If your Pokémon game leads to asking those last two questions then something has gone wrong. The simple answer should be that it doesn't happen because it's not interesting and it's against the spirit of the game. Quibble about realism or setting or narrative or however you like it, but if you draw attention to it you are breaking the hypothetical player's willing suspension of disbelief. Because the scene as it played out was absolutely a huge failure, and it's an absolutely huge failure that keeps coming up in these fan games. And it's not even hard to figure out, if the player wins they should win. It's as simple as that, you beat the bad guys and even if they progressed their plot they should still stay "I'll get you next time PC, next time!" And run away because they lost. This is how Pokémon has done it before, the bad guys got whatever MacGuffin they were at the place for, but they had to flee and try again because you kicked the crap out of them.
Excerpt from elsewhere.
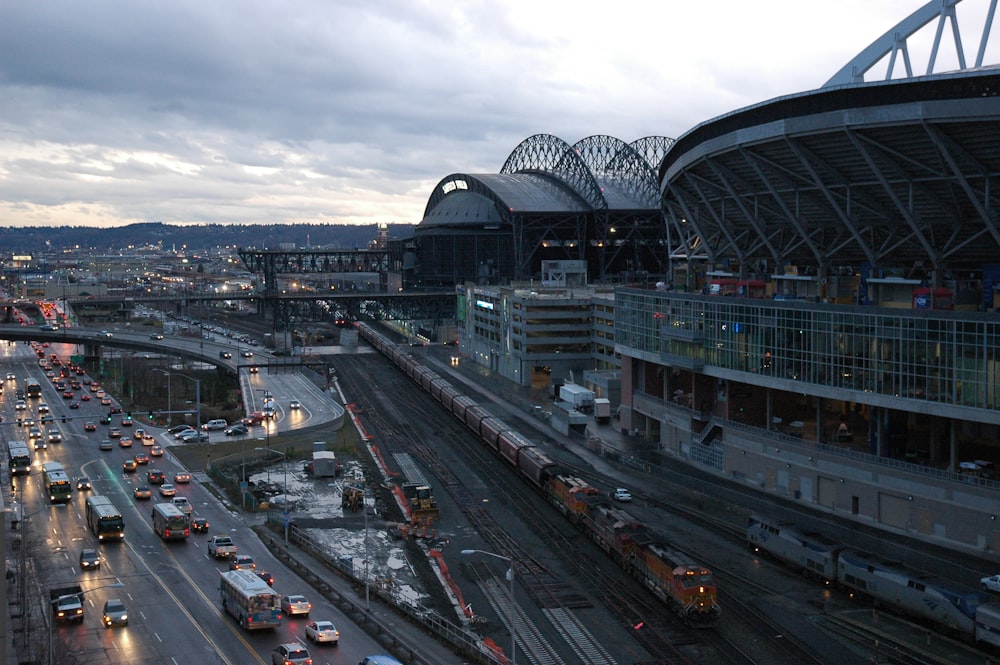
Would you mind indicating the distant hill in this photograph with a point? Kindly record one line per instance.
(201, 237)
As for the items being in the narrative, it's cackhanded. The game probably didn't actually need to name drop the Master Balls as a thing, you could just say that they intercepted a shipment of valuable and rare Pokeballs the professor wanted for research or something and let the target audience (i.e. us) say to ourselves "oh those must be Master Balls". And then after we beat the evil team we get the last one and we get to keep it and that is your once per game guaranteed Master Ball. Clean and simple, no name dropping necessary, same effect on the storyline.

Meanwhile those Max Revives? gently caress that poo poo. The bad guy goes "you even defeated Houndoom? Curse you trainer lady, don't think this means you've won! I'll get you next time!" And then they run away. Is it necessary for Hoopa to randomly pop in and teleport you somewhere? If so then it happens anyways because why not? It's not like it's in the established lore that Hoopa loves to screw around or something, oh wait. And if it happens, it resolutely should NOT happen to save you from the person you just beat.